I didn't quite hear the end of Central's curse, because it was at that very moment the far wall blew in and then out, taking atmosphere with it in a screaming devil's wind. Armor doors slammed down on both sides of Outring and a short distance down Radial One.
"Say again, Central! We have a blowout at Outring One! Repeat, we have a blowout in Outring One!"
"Confirmed, Commander! It's a breaching unit, maybe twenty, thirty troop capacity, locked right on."
"Torline's Swords…" I muttered.
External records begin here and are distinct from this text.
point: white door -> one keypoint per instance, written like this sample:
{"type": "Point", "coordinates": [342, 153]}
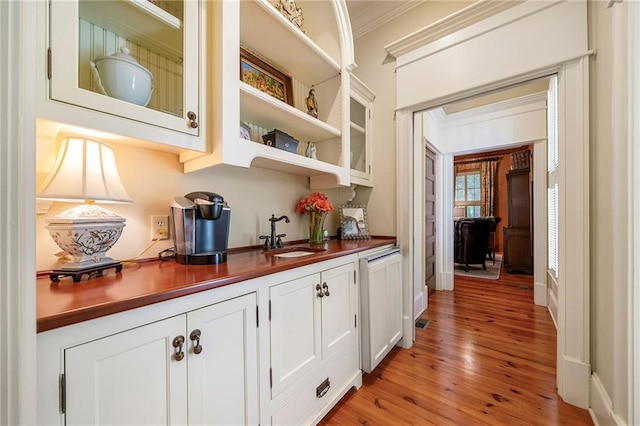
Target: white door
{"type": "Point", "coordinates": [338, 310]}
{"type": "Point", "coordinates": [223, 363]}
{"type": "Point", "coordinates": [295, 330]}
{"type": "Point", "coordinates": [131, 378]}
{"type": "Point", "coordinates": [383, 300]}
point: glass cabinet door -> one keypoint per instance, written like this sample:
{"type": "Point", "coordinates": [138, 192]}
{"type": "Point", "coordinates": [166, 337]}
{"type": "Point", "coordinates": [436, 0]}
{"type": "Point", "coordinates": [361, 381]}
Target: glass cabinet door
{"type": "Point", "coordinates": [137, 59]}
{"type": "Point", "coordinates": [360, 112]}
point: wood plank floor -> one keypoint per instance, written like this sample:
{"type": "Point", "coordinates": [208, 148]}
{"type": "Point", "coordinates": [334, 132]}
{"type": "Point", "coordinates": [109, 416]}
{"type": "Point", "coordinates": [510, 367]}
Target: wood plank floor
{"type": "Point", "coordinates": [487, 357]}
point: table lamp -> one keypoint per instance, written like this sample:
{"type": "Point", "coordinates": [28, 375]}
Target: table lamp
{"type": "Point", "coordinates": [85, 171]}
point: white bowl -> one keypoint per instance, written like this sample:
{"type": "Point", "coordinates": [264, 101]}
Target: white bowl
{"type": "Point", "coordinates": [120, 76]}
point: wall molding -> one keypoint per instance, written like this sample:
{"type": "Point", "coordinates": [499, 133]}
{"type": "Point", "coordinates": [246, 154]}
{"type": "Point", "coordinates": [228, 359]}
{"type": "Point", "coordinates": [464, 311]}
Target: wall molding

No one laughed at the old-fashioned expression. There wasn't much to laugh at. In a few minutes thirty Zchorada would come pouring through the hole in Outring – right into our laps. "Central, I need reinforcements, and I need them now. There is absolutely no one here other than myself and White Sergeant Diorre Jearsen."
"Oh vorces," I heard the Lieutenant mutter." Auto-lockdown has sealed the area off. It will take time for the Guard detachment to armor up and –" his voice dissolved in a hail of static. I heard another few words that carried no comfort "…ree more breachings in Out…" and then nothing.
I looked at the dark, yawning hole in the wall fifty meters away, as we backed down Radial One. "I think we're it, Diorre."
"Well, that's just wonderful." Even our minimum-range personal coms were hashed with interference. The Zchorada had planned this one well.
I raised my Madaran .500F, the pistol absurdly small in the armored hands, and began firing into the hole. I couldn't see anything yet, and if I kept up fire in those close quarters it might slow them down. My suit's main weapons worked better with designated targets, and I wanted to save the power; I'd be needing it all later.
Jearsen suddenly bolted past me. Without taking my eyes from my shadowed target, I shouted, "What is it?"
"This is Radial ONE, Sasham! What's in the storage area in Radial One Outring Sector?"
I felt a tiny, tiny bit of relief and hope start to come back. "You'll need my code." I transmitted a one-use code to her key transciever. "Hurry, this toy won't hold them off long."
"If it will last five minutes," she said, "I'll have something better for you."
The door to the secondary armory slid open at her code.